Manipulating thermal conductivity through substrate coupling
Zhixin Guo, Dier Zhang, Xin-Gao Gong

TL;DR
This paper introduces a novel substrate coupling method to manipulate thermal conductivity, showing that substrate interactions can both decrease and increase thermal transport by affecting phonon scattering and band structure.
Contribution
The study reveals that substrate coupling can be used to enhance thermal conductivity by reducing anharmonic phonon scattering, a new approach for thermal management in nanomaterials.
Findings
Substrate coupling can increase thermal conductivity at specific regions.
Thermal conductivity manipulation achieved without altering material structures.

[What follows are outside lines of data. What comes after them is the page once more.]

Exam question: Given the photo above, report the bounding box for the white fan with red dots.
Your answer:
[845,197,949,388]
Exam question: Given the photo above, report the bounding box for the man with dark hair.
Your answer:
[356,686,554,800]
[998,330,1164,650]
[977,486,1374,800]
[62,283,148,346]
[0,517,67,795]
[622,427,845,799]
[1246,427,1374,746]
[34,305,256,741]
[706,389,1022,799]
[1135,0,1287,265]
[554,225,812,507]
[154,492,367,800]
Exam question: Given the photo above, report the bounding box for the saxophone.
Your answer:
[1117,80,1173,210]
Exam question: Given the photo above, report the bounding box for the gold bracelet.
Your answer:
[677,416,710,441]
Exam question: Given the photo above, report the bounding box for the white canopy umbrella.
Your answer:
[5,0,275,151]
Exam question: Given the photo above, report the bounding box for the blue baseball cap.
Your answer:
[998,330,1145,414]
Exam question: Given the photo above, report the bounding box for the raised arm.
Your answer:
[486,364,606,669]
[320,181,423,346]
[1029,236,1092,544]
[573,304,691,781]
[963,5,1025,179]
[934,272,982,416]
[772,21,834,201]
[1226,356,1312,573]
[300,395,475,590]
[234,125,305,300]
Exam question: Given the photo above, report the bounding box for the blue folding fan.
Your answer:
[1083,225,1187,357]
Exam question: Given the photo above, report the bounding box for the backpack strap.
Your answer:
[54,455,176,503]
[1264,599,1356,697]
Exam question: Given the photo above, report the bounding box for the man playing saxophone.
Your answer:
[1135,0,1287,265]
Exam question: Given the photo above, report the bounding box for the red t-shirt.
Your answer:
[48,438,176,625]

Demonstrated with double-walled carbon nanotubes and ice nanotubes.
Abstract
We report a new approach to the thermal conductivity manipulation -- substrate coupling. Generally, the phonon scattering with substrates can decrease the thermal conductivity, as observed in recent experiments. However, we find that at certain regions, the coupling to substrates can increase the thermal conductivity due to a reduction of anharmonic phonon scattering induced by shift of the phonon band to the low wave vector. In this way, the thermal conductivity can be efficiently manipulated via coupling to different substrates, without changing or destroying the material structures. This idea is demonstrated by calculating the thermal conductivity of modified double-walled carbon nanotubes and also by the ice nanotubes coupled within carbon nanotubes.